Hugh Ingledew was another prominent member of the legal community in South Wales who played sport to a high level during the late 19th and early 20th centuries. The Cardiff-born solicitor played rugby for Wales and cricket for Glamorgan, besides being a founder member of the Barbarians rugby club, serving on the committee of Glamorgan CCC, acting as Honorary Treasurer of the Welsh county between 1904 and 1912, and then in the early 1920s, playing a leading role in the acquisition of the Arms Park by Cardiff Athletic Cub.
Hugh was born in Charles Street, part of the well-to-do inner suburb of mid-Victorian Cardiff, before growing up in Windsor Place, attending Monkhouse House School and playing his early sport on the Sophia Gardens Recreation Field, often with his solicitor father John Pybus Ingledew gleefully rolling up his sleeves to help the teaching staff with coaching rugby and cricket.
He subsequently went to Oxford, initially to attend St. Edward’s School, Oxford and then Merton College, where Hugh read Law and whilst in residence he had his first taste of county cricket as he guested for Breconshire in their two-day game against Monmouthshire at Rodney Parade, Newport in 1884.
After coming down, he moved back to Cardiff to continue his training as a solicitor at his father’s practice based in the heart of the docklands at Mount Stuart Square, and adjacent to the Coal Exchange. Hugh continued his sporting activities by playing both rugby and cricket for Cardiff, making his debut at fly-half for the Cardiff 1st XV in 1887/88. Two seasons later he was chosen in the Welsh side with the young solicitor making his debut in the infamous match in 1890 away to Ireland – a game noted for the brawl between the two teams at the post-match dinner which saw nine players in court in Dublin the following morning.
Hugh also won caps in the 1891 Home Nations Championship against England and Scotland before later that summer making his debut in county cricket for Glamorgan. The all-rounder’s first appearance came against the MCC at Swansea, and his capable batting, accurate spin bowling and agile fielding saw the young solicitor feature in four further games that summer.
1891 proved to be his only summer in Glamorgan’s ranks but Hugh remained closely linked with the club, joining the committee in 1892, before taking over as Honorary Treasurer in 1904. He succeeded his father in the family’s practice and with a specialism in railway law, Hugh became the solicitor for the Taff Vale Railway Company and was closely involved in many schemes as the company expanded their operations in South Wales.

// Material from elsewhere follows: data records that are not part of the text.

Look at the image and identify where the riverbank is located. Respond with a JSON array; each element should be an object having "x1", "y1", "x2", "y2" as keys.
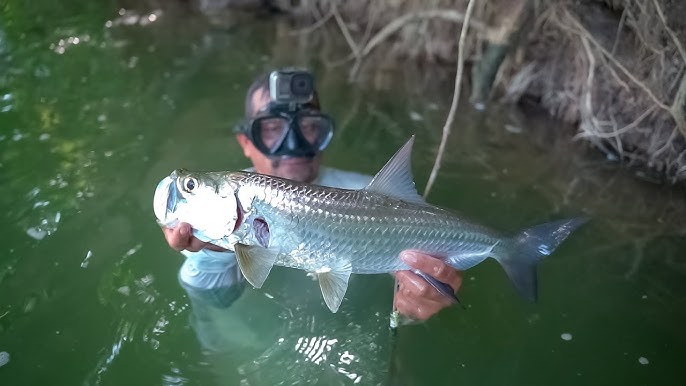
[{"x1": 268, "y1": 0, "x2": 686, "y2": 183}]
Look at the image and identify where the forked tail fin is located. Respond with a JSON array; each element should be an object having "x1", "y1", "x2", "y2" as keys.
[{"x1": 496, "y1": 217, "x2": 588, "y2": 302}]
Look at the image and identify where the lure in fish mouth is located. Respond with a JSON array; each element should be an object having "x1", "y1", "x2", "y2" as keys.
[
  {"x1": 154, "y1": 137, "x2": 585, "y2": 312},
  {"x1": 153, "y1": 169, "x2": 242, "y2": 244}
]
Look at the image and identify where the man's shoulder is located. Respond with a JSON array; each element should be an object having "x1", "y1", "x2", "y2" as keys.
[{"x1": 315, "y1": 166, "x2": 372, "y2": 189}]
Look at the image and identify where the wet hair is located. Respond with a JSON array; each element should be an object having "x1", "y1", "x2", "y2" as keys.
[{"x1": 245, "y1": 72, "x2": 321, "y2": 119}]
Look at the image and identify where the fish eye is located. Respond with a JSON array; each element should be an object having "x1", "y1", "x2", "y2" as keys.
[{"x1": 183, "y1": 177, "x2": 198, "y2": 193}]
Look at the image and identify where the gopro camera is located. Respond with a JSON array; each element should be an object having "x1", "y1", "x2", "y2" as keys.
[{"x1": 269, "y1": 70, "x2": 314, "y2": 104}]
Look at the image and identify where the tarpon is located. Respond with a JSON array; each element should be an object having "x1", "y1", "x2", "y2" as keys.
[{"x1": 154, "y1": 137, "x2": 584, "y2": 312}]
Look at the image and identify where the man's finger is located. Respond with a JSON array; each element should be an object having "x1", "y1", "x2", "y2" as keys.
[
  {"x1": 396, "y1": 271, "x2": 454, "y2": 306},
  {"x1": 162, "y1": 223, "x2": 191, "y2": 251},
  {"x1": 393, "y1": 294, "x2": 445, "y2": 320}
]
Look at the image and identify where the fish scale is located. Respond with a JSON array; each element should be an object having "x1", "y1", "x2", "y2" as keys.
[
  {"x1": 236, "y1": 172, "x2": 499, "y2": 273},
  {"x1": 154, "y1": 138, "x2": 585, "y2": 312}
]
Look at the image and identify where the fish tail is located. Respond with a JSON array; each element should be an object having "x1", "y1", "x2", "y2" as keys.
[{"x1": 495, "y1": 217, "x2": 588, "y2": 302}]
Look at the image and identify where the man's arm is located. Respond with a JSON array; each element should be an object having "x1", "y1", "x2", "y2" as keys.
[
  {"x1": 162, "y1": 222, "x2": 226, "y2": 252},
  {"x1": 393, "y1": 251, "x2": 462, "y2": 320}
]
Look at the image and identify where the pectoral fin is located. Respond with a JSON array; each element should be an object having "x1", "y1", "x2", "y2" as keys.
[
  {"x1": 235, "y1": 243, "x2": 279, "y2": 288},
  {"x1": 315, "y1": 263, "x2": 352, "y2": 312}
]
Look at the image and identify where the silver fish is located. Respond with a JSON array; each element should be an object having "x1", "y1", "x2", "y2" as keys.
[{"x1": 154, "y1": 137, "x2": 585, "y2": 312}]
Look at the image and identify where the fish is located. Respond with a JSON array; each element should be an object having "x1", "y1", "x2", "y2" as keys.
[{"x1": 153, "y1": 136, "x2": 587, "y2": 312}]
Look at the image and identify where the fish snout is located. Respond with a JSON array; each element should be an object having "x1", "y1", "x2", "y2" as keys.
[{"x1": 153, "y1": 173, "x2": 179, "y2": 225}]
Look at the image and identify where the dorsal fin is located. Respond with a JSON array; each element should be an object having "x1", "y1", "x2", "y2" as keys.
[{"x1": 364, "y1": 135, "x2": 424, "y2": 204}]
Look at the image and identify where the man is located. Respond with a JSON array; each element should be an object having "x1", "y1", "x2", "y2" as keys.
[{"x1": 163, "y1": 69, "x2": 462, "y2": 320}]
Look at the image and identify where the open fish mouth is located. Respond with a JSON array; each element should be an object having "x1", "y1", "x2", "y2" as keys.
[{"x1": 153, "y1": 172, "x2": 181, "y2": 226}]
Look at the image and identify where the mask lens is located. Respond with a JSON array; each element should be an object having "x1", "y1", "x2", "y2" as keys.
[
  {"x1": 298, "y1": 115, "x2": 333, "y2": 150},
  {"x1": 253, "y1": 117, "x2": 288, "y2": 152}
]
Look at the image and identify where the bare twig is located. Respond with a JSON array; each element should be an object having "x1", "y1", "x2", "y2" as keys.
[
  {"x1": 331, "y1": 2, "x2": 360, "y2": 58},
  {"x1": 575, "y1": 105, "x2": 655, "y2": 138},
  {"x1": 653, "y1": 0, "x2": 686, "y2": 63},
  {"x1": 424, "y1": 0, "x2": 476, "y2": 198},
  {"x1": 561, "y1": 10, "x2": 671, "y2": 113},
  {"x1": 350, "y1": 9, "x2": 489, "y2": 78}
]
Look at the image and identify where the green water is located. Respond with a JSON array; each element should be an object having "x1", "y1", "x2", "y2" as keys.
[{"x1": 0, "y1": 1, "x2": 686, "y2": 386}]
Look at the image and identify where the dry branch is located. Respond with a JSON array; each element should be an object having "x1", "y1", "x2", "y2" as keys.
[{"x1": 424, "y1": 0, "x2": 476, "y2": 198}]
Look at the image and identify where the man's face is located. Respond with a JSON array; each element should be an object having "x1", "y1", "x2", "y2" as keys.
[{"x1": 236, "y1": 89, "x2": 321, "y2": 182}]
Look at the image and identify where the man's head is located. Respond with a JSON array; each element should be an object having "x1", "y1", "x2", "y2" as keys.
[{"x1": 236, "y1": 70, "x2": 330, "y2": 182}]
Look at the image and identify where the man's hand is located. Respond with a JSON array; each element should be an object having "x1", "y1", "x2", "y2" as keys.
[
  {"x1": 393, "y1": 251, "x2": 462, "y2": 320},
  {"x1": 162, "y1": 222, "x2": 225, "y2": 252}
]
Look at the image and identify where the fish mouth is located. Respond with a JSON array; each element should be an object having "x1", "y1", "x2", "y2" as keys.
[{"x1": 153, "y1": 171, "x2": 181, "y2": 225}]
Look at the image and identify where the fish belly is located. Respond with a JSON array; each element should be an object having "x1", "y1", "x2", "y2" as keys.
[{"x1": 250, "y1": 186, "x2": 497, "y2": 274}]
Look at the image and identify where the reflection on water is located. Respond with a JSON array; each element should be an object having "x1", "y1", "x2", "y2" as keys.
[{"x1": 0, "y1": 1, "x2": 686, "y2": 385}]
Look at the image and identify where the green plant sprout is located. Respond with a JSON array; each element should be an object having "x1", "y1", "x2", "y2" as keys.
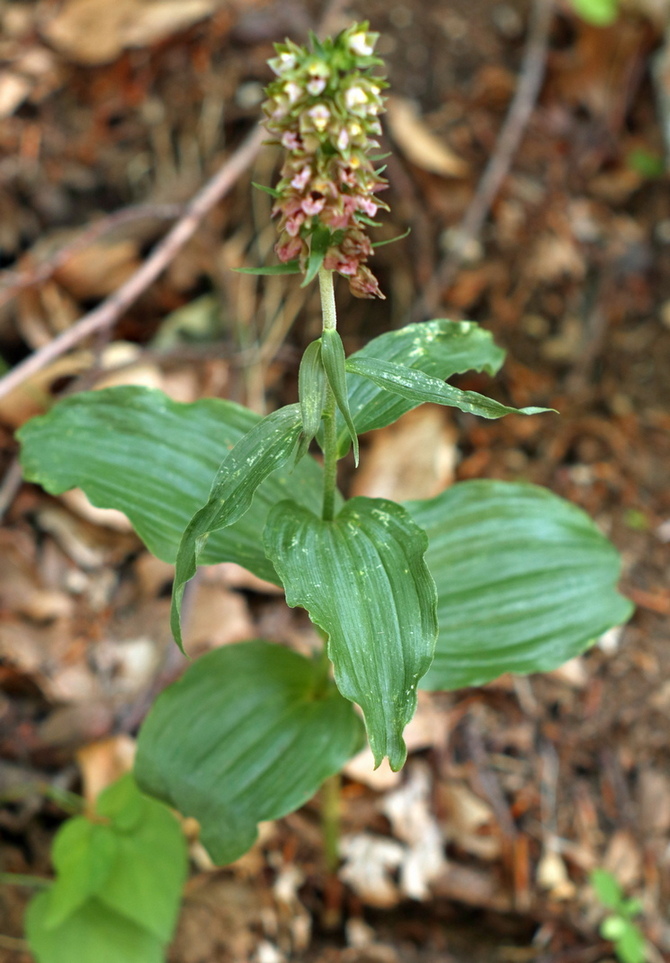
[
  {"x1": 13, "y1": 23, "x2": 632, "y2": 963},
  {"x1": 590, "y1": 869, "x2": 649, "y2": 963}
]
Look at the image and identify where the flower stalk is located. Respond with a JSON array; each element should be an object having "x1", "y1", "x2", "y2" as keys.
[{"x1": 263, "y1": 23, "x2": 388, "y2": 298}]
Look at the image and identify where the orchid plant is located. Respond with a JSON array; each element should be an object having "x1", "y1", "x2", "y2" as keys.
[{"x1": 19, "y1": 23, "x2": 631, "y2": 963}]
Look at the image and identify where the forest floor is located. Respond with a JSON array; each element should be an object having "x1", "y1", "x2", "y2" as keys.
[{"x1": 0, "y1": 0, "x2": 670, "y2": 963}]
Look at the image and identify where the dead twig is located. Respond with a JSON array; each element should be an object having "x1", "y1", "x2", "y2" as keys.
[
  {"x1": 412, "y1": 0, "x2": 554, "y2": 321},
  {"x1": 0, "y1": 127, "x2": 266, "y2": 398}
]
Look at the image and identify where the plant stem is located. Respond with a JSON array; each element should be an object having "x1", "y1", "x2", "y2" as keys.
[
  {"x1": 321, "y1": 773, "x2": 342, "y2": 873},
  {"x1": 319, "y1": 268, "x2": 337, "y2": 331},
  {"x1": 319, "y1": 268, "x2": 337, "y2": 522}
]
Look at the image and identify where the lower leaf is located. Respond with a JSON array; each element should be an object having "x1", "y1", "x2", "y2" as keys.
[
  {"x1": 406, "y1": 481, "x2": 632, "y2": 690},
  {"x1": 264, "y1": 498, "x2": 437, "y2": 770},
  {"x1": 135, "y1": 641, "x2": 363, "y2": 864}
]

In 1913 he oversaw the creation of the South Wales and Monmouthshire School of Mines at Treforest – later the Polytechnic of Wales and now the University of South Wales – with Hugh skillfully overseeing the negotiations with the major Welsh coal owners, especially the funding through a levy of one tenth of a penny on each ton of coal which the companies produced.
Together with his wife and children, he lived at Penhill House in Llandaff, overlooking the playing fields at the northern end of Cathedral Road, where the next generation of rugby players and cricketers honed their skills. They were indebted to Hugh for his tireless and diplomatic efforts during 1921 and 1922 in negotiating the acquisition from the Bute Estate of Cardiff Arms Park by Cardiff Athletic Club. His actions helped ensure the playing of county cricket and international rugby in the heart of the Welsh capital city – a fitting tribute for a man who epitomized the Corinthian values of healthy recreation.
INGLEDEW, Hugh Murray.
Born – Cardiff, 26 October 1865.
Died – Cardiff, 1 February 1937.
Batting and Fielding Record
Minor County Friendlies – 20 v Monmouthshire at Rodney Parade, Newport, 1891 and 2/37 v Devon at Exeter, 1891.